I don't know how you think this is an argument for anything, but as someone who has been using bitcoin wince 2011 and has lost keys on a desktop wallet from "before hardware wallet days" I also, very much disagree. You won't convince me otherwise. I didn't come to this conclusion because I read somebody's tweet. Its from 13 years of using, failing, trying, testing, and gaining experience in bitcoin.

You are free to do whatever you want with your bitcoin keys. Thanks for the opinion though. 
 I'm using Bitcoin since 2013 and since many years I manage my daily life with Bitcoin.
That you lost your key is horrible but you can also loose your access to your hardware wallet. I know ppl with that problem. Also the whole supply chain attack is really something to think about. In total there are more risks with a hardware wallet. 
 At the end it all comes down to a proper management with how you secure your seed phrase because if you loose your seed phrase kr someone gets access to it a hardware wallet brings you nothing at the end. 
The risk is much higher with a hardware wallet and I tell you that as someone who has spend hours over hours about this topic. 
 Then you have reached a conclusion that I haven't and we are at an impasse. The seed phrase issue is correct, but 100% irrelevant because it exists literally with every single option you go with. It's much easier to know you've secured it when its created entirely offline and never touched an internet connected device and has been properly backed up. But the issue is identical with or without a hardware wallet 
 Hardware keys are the only real practical way to have keys offline, which is always safer. And not just for Bitcoin, but in general for BYOK: certificates, passkeys, etc. We should always prefer keys we own and generate, with services only adding or removing trust from  public key hashes.
Trusting the key hardware and software, so long as it is open source, is no different from trusting your bitcoin node, wallet, nostr client or relay.
The real problem is that the privacy situation today sucks. Everything is a cloud service accessed through an proprietary OS by one of a handful companies. Difficult to protect your data from being stolen, keys and all. 

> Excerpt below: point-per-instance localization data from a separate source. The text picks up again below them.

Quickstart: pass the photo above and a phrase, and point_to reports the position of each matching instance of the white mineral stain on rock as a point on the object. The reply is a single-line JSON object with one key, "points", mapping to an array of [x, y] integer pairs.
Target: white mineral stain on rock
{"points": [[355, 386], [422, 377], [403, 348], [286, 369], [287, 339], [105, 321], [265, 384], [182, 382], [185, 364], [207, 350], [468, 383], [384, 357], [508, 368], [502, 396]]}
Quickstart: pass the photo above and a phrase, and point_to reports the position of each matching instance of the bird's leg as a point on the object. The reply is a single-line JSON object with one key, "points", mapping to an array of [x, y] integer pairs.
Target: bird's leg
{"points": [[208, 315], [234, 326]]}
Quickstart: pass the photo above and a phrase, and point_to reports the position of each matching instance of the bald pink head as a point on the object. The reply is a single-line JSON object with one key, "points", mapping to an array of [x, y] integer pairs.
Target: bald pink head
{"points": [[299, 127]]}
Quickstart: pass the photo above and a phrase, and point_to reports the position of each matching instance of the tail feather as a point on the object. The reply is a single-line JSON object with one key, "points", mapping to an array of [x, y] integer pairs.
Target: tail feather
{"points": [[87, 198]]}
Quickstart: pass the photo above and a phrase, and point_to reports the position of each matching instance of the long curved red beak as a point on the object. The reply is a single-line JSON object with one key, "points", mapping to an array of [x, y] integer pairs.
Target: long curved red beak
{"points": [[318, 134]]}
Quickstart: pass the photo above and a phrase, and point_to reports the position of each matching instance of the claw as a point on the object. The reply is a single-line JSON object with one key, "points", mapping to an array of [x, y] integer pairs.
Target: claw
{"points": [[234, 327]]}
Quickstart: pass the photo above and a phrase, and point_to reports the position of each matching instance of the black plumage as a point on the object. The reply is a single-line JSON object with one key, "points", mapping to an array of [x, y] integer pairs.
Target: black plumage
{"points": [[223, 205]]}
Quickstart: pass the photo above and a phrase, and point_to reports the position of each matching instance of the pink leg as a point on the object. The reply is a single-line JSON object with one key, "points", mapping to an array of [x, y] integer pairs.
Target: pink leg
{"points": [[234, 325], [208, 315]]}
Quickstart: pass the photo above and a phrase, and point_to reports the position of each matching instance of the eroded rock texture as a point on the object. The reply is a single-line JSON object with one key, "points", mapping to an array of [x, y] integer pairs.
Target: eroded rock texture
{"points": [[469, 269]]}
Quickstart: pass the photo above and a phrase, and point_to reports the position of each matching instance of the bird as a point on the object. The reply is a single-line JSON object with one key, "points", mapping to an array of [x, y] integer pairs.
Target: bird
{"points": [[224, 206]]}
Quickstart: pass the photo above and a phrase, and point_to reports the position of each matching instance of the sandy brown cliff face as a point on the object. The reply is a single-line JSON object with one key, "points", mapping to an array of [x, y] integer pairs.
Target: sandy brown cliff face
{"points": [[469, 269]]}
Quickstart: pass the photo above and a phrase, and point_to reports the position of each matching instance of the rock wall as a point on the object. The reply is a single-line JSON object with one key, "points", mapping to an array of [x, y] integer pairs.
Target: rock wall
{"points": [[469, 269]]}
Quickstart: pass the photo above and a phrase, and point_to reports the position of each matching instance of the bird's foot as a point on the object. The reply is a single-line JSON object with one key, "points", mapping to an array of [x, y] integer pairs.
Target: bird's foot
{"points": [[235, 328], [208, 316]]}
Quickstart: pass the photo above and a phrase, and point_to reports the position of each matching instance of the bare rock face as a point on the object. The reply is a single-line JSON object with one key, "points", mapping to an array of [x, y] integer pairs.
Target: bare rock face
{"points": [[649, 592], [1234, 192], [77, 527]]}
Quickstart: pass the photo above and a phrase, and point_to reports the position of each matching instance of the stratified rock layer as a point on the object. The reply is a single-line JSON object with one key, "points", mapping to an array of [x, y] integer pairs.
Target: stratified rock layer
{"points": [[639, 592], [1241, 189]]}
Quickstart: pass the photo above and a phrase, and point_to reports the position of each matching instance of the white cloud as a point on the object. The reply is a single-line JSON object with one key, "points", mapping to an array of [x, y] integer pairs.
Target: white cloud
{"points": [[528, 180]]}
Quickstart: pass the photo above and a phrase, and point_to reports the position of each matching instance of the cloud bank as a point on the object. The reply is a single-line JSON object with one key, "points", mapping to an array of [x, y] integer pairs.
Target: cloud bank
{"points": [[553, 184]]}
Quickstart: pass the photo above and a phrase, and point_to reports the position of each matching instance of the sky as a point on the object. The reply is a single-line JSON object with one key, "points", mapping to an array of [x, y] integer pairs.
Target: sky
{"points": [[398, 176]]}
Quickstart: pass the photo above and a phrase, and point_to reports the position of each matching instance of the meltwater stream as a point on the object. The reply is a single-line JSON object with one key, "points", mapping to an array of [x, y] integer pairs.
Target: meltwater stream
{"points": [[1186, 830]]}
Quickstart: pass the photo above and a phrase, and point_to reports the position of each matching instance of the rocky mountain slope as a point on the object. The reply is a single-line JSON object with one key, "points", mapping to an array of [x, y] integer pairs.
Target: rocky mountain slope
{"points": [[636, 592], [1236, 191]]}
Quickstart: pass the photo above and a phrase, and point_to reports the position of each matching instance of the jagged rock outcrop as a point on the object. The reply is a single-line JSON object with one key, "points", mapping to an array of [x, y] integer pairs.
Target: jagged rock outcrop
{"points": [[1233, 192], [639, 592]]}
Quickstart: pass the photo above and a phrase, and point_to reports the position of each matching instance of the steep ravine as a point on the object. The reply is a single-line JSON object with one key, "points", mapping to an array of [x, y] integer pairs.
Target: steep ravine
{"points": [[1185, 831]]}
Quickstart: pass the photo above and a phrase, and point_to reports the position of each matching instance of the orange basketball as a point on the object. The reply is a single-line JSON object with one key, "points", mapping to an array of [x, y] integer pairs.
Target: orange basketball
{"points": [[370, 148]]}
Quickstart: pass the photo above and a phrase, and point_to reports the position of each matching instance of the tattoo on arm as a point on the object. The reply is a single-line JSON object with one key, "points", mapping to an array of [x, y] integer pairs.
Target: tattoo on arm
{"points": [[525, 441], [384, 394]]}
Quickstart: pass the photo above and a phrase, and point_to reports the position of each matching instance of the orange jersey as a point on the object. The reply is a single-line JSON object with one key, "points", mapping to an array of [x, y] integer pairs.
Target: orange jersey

 I still completely disagree, there are not more risks with a hardware wallet, and I don't know how you have reached that conclusion. Any basic assessment of common attacks and their likelihood, let alone a basic assessment of how people have lost their bitcoin, would demonstrate this very easily. An no, losing your backup seed is not a hardware wallet problem, its a self custody concern now matter what way you do it. So pinning that on hardware wallets as unique is not useful or accurate. You can just as easily lose your backup to a mobile wallet (which also happened to me once due to a dead phone)

supply chain attacks are a tiny concern if you are buying from the manufacturer and you buy a hardware wallet that specifically considers that a risk. Let alone simply doing a tally of how many times this has occurred, which is almost nonexistent except for people buying outright scam wallets or second hand off of ebay or something. 
 You can even mitigate the vendor attack vector by using multisig. As long as no vendor has quorum, you can be fairly sure you’re protected. It’s unlikely that multiple vendors will have vulnerabilities at the same time that are exploitable by the same party.